There is already some evidence that regular cuddling can help babies, even those dependent on incubators, not only by promoting their health, but by encouraging a parental bond which could be important to their progress in months to come.
This study is the first to look at extremely premature babies, born between 28 and 31 weeks.
It was previously thought by some experts that such young babies were not developed enough to benefit from human touch.
A common test used in neonatal units is the "heel prick" blood test, which produces a sample which can be used to check blood sugar levels.
This is inevitably painful for the baby, and in some cases, it can take minutes for this distress to recede - which could be a problem for a baby whose health is in the balance.
The McGill researchers carried out the test on some babies who were being actively cuddled, skin to skin, measuring facial expressions, heart rate and blood oxygen levels to assess the amount of pain suffered.

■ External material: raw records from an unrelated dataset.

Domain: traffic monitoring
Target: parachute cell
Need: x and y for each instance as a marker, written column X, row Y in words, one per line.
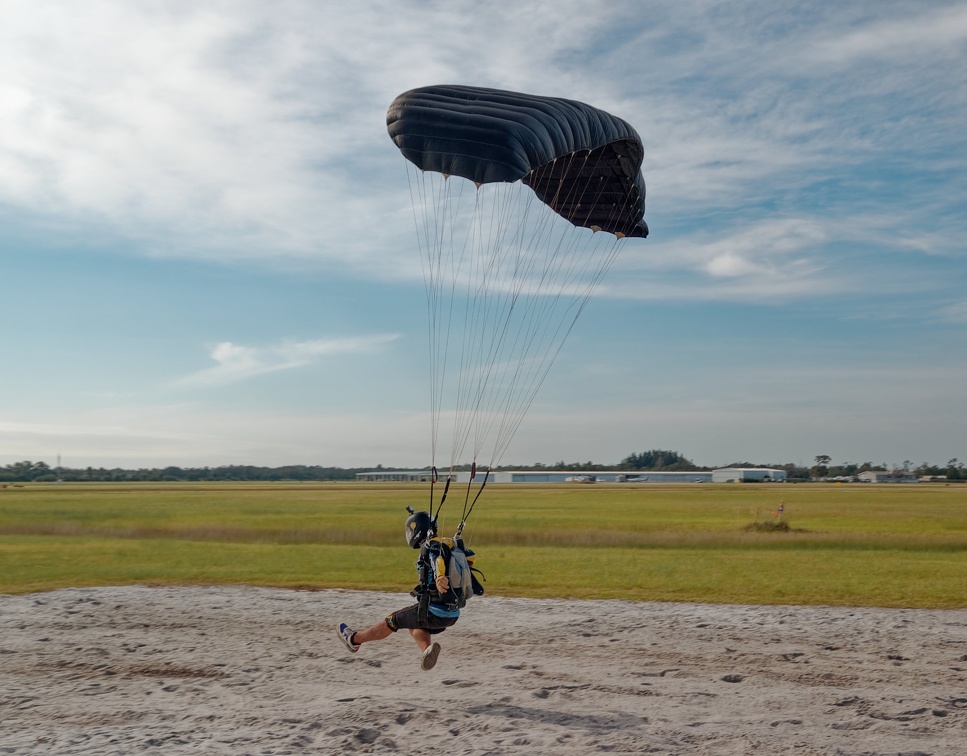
column 581, row 161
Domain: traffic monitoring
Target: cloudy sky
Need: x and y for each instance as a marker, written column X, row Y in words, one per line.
column 207, row 250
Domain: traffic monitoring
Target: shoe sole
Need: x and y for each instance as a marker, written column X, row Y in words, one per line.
column 429, row 657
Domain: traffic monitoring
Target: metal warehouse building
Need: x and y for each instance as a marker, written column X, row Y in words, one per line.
column 543, row 476
column 744, row 474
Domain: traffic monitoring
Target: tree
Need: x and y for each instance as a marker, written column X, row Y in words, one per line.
column 820, row 469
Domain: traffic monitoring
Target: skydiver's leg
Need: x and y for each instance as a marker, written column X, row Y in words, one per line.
column 422, row 638
column 379, row 631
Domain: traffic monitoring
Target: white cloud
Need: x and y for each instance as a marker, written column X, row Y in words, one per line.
column 956, row 313
column 927, row 30
column 236, row 362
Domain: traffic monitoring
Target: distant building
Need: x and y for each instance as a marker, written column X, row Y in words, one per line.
column 747, row 475
column 882, row 476
column 542, row 476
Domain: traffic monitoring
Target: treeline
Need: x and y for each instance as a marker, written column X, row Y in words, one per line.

Pain scores after 90 seconds for the cuddled babies were much lower than for those who were not cuddled.
Half the cuddled babies did not show any facial expression of pain when undergoing a heel prick test.
Lead researcher Celeste Johnston said that the shorter recovery time could help maintain the baby's health.
"The pain response in very preterm neonates appears to be reduced by skin-to-skin maternal contact," she said.
Professor Linda Franck, from the Institute of Child Health in London, said that parents were often not encouraged to have skin to skin contact with their premature babies in UK neonatal units, despite growing evidence that it could help.
She said: "Neonatal units can be very intimidating places, and parents often do not know the best way to get involved.
"Parents want to do the right thing, but the message is difficult to get out there.
"This study suggests that, even for the very youngest premature babies, skin to skin contact can reduce the stress response."
She is currently carrying out a pilot study in four London units which is using a variety of methods, including skin to skin contact, to encourage parents to become more involved with the care of their newborn children.